The tails are lurking. Universal Pictures

Cats is not for everyone, but it is definitely for me.

Some people will never be able to enjoy a sung-through musical. As my partner said after last night's press screening of Cats, "I thought there would be more dialogue." Amateur! And yet, a fully understandable thought. Know going in that there is very little dialogue. Think of it as an opera that purrs.

Many will also find humanoid cats with "digital fur technology" to be too freaky or sexy. I think this opinion is very suburban, even a tad snowflake-y, but also completely within reason. Andrew Lloyd Webber himself said Cats was a “suicidally stupid musical.” No one is under any illusion that this is Dunkirk.

So, before you go and see Cats, which you should and will, I want you to take a look in the mirror and ask yourself: "What do I want from Cats?" Because I bet you will get exactly what you want. Or, perhaps, deserve.

Now let's talk about those horny tails.

This Tom Hooper-directed blockbuster movie version of the world's original megamusical, Cats, is surprisingly faithful to its source material. There continues to be a lot of pearl-clutching from critics and trailer-viewers around these kitties' bodies, and their lack of genitalia and buttholes, but I think these animated fur-bodies are respectfully similar to the stage musical's fur-bodies—except for one distinct, erect difference: their tails.
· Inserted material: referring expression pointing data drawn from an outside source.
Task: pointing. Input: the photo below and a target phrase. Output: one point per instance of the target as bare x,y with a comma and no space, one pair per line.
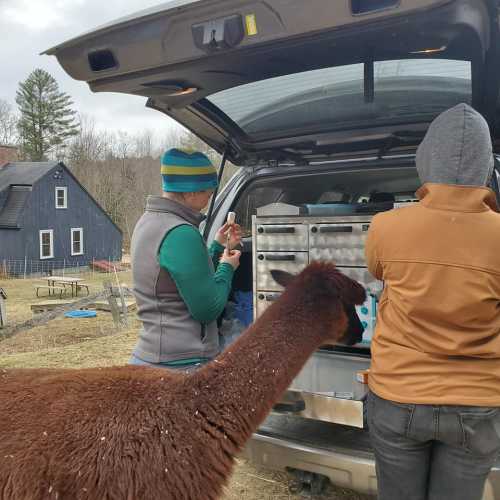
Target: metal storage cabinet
290,243
327,385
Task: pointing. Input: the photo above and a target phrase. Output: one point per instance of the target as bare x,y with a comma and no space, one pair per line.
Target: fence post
3,312
115,312
122,299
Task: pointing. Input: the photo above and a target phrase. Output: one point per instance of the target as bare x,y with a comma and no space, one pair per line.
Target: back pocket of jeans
388,417
481,430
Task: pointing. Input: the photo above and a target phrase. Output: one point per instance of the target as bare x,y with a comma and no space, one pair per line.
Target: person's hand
234,231
232,258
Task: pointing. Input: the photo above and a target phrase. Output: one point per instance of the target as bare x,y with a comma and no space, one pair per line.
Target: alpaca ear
351,292
282,277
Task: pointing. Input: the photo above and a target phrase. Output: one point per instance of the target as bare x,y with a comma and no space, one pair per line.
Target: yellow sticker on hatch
251,23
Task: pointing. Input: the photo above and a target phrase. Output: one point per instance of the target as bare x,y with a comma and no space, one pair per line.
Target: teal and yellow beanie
184,172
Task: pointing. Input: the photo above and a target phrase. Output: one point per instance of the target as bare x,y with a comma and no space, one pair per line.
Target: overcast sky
29,27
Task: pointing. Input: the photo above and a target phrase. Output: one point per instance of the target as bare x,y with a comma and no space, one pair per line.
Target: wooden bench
82,285
50,288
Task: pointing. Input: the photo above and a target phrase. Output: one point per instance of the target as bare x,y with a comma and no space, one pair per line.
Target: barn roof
16,179
24,173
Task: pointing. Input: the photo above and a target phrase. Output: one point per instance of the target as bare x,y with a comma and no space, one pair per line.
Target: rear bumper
343,469
351,469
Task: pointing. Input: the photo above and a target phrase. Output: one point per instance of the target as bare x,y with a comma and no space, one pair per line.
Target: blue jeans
182,368
426,452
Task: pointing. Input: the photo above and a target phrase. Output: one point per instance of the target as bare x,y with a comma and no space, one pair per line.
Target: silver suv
319,102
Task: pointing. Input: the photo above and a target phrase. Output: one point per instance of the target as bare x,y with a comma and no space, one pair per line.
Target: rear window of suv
405,90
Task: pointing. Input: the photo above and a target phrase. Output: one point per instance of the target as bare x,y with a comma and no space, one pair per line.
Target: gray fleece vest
169,331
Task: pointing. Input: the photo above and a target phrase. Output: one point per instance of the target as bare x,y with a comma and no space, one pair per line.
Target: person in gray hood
434,401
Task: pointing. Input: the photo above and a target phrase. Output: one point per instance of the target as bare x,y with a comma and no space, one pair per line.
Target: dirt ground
75,343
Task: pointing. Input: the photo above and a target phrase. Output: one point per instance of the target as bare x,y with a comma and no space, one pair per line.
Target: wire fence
26,268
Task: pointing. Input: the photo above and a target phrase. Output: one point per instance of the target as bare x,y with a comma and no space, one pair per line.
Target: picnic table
72,281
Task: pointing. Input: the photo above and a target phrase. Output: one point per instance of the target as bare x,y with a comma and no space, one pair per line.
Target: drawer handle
277,258
270,297
335,229
295,407
276,230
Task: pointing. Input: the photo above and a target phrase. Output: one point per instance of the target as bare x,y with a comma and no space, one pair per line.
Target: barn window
77,241
61,197
47,244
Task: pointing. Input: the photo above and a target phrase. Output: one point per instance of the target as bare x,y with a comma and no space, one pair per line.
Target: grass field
79,343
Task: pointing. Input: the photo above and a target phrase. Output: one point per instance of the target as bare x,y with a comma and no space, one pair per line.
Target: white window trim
65,190
73,231
51,232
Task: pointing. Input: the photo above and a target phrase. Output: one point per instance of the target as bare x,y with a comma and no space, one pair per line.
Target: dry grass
79,343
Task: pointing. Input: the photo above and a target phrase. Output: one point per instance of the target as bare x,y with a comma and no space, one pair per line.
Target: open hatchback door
299,81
In the staged version of the musical, which I recently saw while it was touring through Seattle, the performers have tiny flaccid fabric tails. They wag, landing roughly at the knee, as the dancers scurry and flitter and leap, but they are unobtrusive. I did not think one thing about the cats' tails in Cats when I saw it live. I was more preoccupied with the mass extravaganza that is a stage full of grown-ass adults meowing in kitty-colored spandex. But in the movie version, the tails have a pulse of their own.
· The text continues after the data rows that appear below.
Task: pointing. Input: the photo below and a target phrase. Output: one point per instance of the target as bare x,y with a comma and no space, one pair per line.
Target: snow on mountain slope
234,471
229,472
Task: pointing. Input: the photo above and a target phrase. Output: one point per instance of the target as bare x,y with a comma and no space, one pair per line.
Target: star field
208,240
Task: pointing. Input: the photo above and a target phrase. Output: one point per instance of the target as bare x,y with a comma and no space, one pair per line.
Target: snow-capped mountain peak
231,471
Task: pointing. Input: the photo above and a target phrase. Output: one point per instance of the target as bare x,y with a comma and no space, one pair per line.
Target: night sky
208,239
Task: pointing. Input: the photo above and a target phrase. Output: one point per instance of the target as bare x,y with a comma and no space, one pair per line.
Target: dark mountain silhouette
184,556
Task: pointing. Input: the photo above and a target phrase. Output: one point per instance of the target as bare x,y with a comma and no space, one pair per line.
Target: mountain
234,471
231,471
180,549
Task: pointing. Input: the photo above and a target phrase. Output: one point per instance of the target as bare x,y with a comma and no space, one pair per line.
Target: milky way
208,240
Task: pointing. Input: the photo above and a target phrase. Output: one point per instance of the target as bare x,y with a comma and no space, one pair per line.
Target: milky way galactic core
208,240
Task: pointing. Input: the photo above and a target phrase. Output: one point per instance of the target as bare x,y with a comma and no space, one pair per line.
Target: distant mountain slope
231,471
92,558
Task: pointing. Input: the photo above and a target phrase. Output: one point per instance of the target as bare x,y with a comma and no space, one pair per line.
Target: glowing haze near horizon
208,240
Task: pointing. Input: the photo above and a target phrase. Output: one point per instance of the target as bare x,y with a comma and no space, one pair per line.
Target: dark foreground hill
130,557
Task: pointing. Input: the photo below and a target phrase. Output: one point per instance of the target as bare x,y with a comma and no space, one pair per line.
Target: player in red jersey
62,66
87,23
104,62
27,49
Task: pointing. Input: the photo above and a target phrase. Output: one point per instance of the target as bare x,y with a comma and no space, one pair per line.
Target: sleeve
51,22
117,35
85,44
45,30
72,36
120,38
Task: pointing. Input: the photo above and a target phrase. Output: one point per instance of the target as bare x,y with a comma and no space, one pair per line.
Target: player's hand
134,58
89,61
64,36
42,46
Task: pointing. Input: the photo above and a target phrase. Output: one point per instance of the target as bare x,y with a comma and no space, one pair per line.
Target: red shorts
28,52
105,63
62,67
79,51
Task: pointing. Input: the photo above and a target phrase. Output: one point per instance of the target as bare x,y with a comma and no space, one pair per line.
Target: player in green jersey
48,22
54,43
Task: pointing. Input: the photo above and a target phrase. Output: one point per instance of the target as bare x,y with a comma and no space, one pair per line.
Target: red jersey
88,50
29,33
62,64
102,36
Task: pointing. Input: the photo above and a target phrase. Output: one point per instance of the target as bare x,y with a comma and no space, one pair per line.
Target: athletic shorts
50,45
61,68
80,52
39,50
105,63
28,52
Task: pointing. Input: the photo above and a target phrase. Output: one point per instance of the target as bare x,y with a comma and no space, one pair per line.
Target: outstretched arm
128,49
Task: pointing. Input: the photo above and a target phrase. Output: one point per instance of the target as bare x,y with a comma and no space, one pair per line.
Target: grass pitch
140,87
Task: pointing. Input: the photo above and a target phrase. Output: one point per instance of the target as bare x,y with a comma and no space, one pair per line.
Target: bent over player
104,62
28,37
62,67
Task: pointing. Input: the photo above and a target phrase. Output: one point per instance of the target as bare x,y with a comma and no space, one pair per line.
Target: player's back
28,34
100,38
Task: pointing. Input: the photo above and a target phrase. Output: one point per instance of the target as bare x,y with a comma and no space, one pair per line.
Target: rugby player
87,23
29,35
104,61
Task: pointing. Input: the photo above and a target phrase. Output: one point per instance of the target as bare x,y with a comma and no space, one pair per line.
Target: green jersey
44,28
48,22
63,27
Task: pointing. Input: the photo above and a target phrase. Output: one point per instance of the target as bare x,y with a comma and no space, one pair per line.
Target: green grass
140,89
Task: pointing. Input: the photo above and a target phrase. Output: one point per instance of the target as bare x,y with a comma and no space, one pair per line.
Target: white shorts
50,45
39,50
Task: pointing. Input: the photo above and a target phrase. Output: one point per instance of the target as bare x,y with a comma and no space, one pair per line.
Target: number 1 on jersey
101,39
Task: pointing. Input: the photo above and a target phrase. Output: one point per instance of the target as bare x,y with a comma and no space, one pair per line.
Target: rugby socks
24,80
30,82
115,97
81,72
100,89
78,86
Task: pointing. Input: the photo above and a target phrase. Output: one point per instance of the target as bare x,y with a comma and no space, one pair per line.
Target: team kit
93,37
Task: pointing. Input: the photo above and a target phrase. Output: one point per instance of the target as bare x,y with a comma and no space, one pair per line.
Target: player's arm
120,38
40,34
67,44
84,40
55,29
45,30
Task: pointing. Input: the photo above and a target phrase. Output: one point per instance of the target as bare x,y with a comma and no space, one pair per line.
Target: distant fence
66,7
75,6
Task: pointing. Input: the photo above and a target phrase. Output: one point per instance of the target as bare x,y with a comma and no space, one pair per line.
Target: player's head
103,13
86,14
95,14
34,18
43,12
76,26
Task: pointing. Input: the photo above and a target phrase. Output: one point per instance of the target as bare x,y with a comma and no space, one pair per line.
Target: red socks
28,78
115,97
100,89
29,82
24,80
Jason Derulo did not need to worry about his penis being erased in Cats' post-production, because his tail leaves little to the imagination. In fact, all of the kitties' tails seem to throb and shudder and spasm in proportion to their desire. These animated tails are probably the movie's greatest invention added to the canon of Cats. It would be a lie to say that the movie turned me into a furry, but it would also be a lie to say that I did not lust after Mr. Mistoffelees, the magical magician cat. And I hate magicians.

We can't deny it: These tails will be a sexual root for a good subsection of kids watching Cats today. That, I guess, is the arrow of progress, which does not always point straight or forward. For too long furries have been treated like Grizabella the Glamour Cat, cast out onto the piss-stained street. This holiday season, their paws—and tails—will rise.

Cats opens in local theaters tomorrow.